Vous coucherez, un soir, vierges dans le tombeau !

Et mon âme pensive, à l’angle de la place.
Fixe toujours là-bas la vitre où l’ombre passe.

Le rideau frêle au vent frissonne...
La lampe meurt... Une heure sonne.
Personne, personne, personne.



IDEAL



Hors la ville de fer et de pierre massive,
A l’aurore, le chœur des beaux adolescens
S’en est allé, pieds nus, dans l’herbe humide et vive,
Le cœur pur, la chair vierge et les yeux innocens.

Toute une aube en frissons se lève dans leurs âmes.
Ils vont rêvant de chars dorés, d’arcs triomphaux.
De chevaux emportant leur gloire dans des flammes,
Et d’empires conquis sous des soleils nouveaux !

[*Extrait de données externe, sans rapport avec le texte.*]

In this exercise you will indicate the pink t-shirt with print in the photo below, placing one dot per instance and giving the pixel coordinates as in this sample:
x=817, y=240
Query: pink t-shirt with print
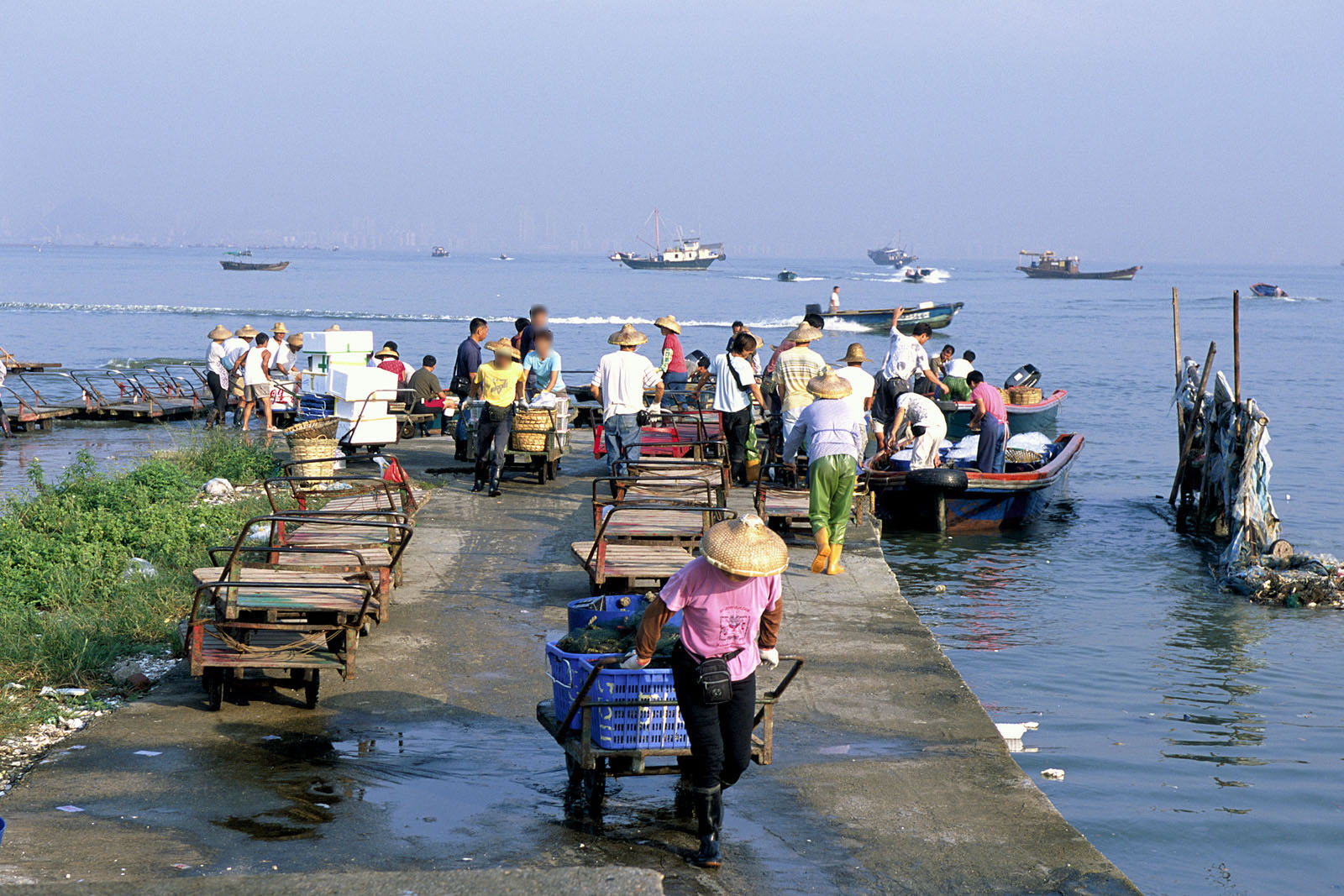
x=718, y=614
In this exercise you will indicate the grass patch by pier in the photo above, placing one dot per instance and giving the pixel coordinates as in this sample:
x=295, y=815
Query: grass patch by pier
x=69, y=607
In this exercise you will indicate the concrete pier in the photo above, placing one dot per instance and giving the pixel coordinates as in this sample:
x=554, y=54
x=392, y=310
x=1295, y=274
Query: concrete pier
x=889, y=775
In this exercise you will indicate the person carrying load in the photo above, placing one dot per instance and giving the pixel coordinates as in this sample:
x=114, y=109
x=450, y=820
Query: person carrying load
x=732, y=605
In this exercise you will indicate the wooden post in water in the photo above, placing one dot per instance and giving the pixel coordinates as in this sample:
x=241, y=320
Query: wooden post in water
x=1194, y=418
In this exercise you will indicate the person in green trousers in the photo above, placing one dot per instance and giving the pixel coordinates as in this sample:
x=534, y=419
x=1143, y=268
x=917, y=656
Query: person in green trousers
x=837, y=437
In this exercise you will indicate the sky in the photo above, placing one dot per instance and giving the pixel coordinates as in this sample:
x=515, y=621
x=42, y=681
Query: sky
x=1126, y=132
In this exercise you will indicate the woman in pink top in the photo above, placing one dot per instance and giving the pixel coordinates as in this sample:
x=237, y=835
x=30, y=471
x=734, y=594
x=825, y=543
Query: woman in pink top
x=992, y=418
x=732, y=606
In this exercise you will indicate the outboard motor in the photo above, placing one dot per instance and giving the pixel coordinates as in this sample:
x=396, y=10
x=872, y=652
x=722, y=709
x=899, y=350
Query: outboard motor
x=1025, y=375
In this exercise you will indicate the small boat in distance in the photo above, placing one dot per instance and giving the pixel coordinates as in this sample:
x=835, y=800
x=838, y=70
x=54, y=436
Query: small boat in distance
x=879, y=318
x=685, y=253
x=228, y=265
x=1269, y=291
x=1048, y=266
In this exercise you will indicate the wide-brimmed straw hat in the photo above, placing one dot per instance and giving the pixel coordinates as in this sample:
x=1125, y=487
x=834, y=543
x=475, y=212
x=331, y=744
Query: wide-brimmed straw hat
x=745, y=546
x=669, y=322
x=804, y=333
x=830, y=385
x=628, y=336
x=855, y=355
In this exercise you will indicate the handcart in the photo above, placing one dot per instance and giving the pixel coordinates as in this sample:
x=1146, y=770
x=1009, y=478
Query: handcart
x=658, y=720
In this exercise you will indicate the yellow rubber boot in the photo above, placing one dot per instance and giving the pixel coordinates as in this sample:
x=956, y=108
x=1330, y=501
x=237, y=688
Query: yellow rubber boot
x=823, y=537
x=833, y=564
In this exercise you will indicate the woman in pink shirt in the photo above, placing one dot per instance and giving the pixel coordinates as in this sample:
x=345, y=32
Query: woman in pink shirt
x=732, y=606
x=992, y=418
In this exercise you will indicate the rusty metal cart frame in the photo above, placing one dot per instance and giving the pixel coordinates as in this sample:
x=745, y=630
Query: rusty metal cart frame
x=589, y=766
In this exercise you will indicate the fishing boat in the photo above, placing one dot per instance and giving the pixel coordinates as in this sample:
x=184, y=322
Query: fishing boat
x=1041, y=417
x=932, y=313
x=228, y=265
x=893, y=255
x=1269, y=291
x=964, y=501
x=1050, y=266
x=685, y=253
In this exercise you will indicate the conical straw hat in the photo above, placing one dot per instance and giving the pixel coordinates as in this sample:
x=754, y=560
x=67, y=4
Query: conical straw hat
x=804, y=333
x=830, y=385
x=745, y=547
x=628, y=336
x=669, y=322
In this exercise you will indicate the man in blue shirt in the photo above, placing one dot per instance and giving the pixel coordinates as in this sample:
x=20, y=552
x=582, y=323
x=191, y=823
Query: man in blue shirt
x=468, y=359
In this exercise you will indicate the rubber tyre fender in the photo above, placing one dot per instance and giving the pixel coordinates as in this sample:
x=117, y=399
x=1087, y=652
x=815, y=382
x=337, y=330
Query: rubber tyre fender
x=938, y=479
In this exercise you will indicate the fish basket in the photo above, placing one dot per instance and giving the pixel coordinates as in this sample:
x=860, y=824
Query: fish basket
x=1025, y=396
x=618, y=727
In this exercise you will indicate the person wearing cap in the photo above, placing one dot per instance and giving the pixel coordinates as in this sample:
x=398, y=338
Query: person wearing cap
x=795, y=369
x=991, y=418
x=672, y=369
x=499, y=385
x=732, y=604
x=217, y=375
x=235, y=348
x=618, y=385
x=837, y=439
x=734, y=389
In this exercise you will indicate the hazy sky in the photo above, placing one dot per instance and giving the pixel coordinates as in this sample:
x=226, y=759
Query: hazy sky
x=1126, y=132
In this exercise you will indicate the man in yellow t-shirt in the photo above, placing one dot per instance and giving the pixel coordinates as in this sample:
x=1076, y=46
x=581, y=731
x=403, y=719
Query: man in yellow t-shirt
x=499, y=385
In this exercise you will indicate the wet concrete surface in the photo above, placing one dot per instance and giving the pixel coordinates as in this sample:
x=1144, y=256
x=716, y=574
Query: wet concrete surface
x=889, y=777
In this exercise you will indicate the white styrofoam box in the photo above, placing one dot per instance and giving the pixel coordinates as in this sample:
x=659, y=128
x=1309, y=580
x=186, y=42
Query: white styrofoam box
x=358, y=383
x=360, y=410
x=375, y=432
x=333, y=342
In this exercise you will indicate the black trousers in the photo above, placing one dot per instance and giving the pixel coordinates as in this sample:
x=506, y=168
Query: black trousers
x=492, y=432
x=737, y=427
x=721, y=736
x=219, y=396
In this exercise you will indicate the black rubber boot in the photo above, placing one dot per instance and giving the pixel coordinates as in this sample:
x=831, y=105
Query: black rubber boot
x=709, y=815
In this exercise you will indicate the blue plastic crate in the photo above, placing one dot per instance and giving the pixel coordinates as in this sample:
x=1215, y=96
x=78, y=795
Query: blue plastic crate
x=618, y=727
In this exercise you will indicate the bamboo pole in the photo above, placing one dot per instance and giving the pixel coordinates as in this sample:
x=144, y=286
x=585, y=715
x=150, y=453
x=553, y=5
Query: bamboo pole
x=1194, y=418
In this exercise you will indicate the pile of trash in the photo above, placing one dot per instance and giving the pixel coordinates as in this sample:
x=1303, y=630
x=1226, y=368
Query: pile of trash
x=1292, y=580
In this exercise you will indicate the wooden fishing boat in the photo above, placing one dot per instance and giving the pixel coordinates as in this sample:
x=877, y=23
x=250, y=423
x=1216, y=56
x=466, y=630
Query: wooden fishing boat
x=958, y=501
x=1021, y=418
x=228, y=265
x=879, y=318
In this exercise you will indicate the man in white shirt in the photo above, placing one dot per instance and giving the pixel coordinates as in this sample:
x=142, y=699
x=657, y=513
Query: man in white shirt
x=734, y=389
x=618, y=385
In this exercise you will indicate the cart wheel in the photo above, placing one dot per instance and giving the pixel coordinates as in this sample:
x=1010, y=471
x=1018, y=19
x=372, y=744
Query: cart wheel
x=213, y=680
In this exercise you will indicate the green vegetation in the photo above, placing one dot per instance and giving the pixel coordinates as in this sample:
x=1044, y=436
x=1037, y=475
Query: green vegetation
x=69, y=609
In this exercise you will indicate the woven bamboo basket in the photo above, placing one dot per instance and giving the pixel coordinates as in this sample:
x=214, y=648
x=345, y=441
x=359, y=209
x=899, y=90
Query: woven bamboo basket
x=1025, y=396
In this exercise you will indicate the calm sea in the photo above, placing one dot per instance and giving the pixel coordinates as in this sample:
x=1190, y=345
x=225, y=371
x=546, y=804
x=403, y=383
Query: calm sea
x=1200, y=736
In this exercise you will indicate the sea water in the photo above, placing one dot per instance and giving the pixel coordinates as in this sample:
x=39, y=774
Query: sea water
x=1200, y=735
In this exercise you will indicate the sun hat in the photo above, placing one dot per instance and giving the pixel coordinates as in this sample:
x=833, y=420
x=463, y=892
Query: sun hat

Leur pensée est pareille au feuillage du saule
A toute heure agité d’un murmure incertain ;
Et leur main fièrement rejette sur l’épaule
Leur beau manteau qui claque aux souffles du matin.

En eux couve le feu qui détruit et qui crée ;
Et, croyant aux clairons qui renversaient les tours,
Ils vont remplir l’amphore à la source sacrée
D’où sort, large et profond, le fleuve ancien des jours.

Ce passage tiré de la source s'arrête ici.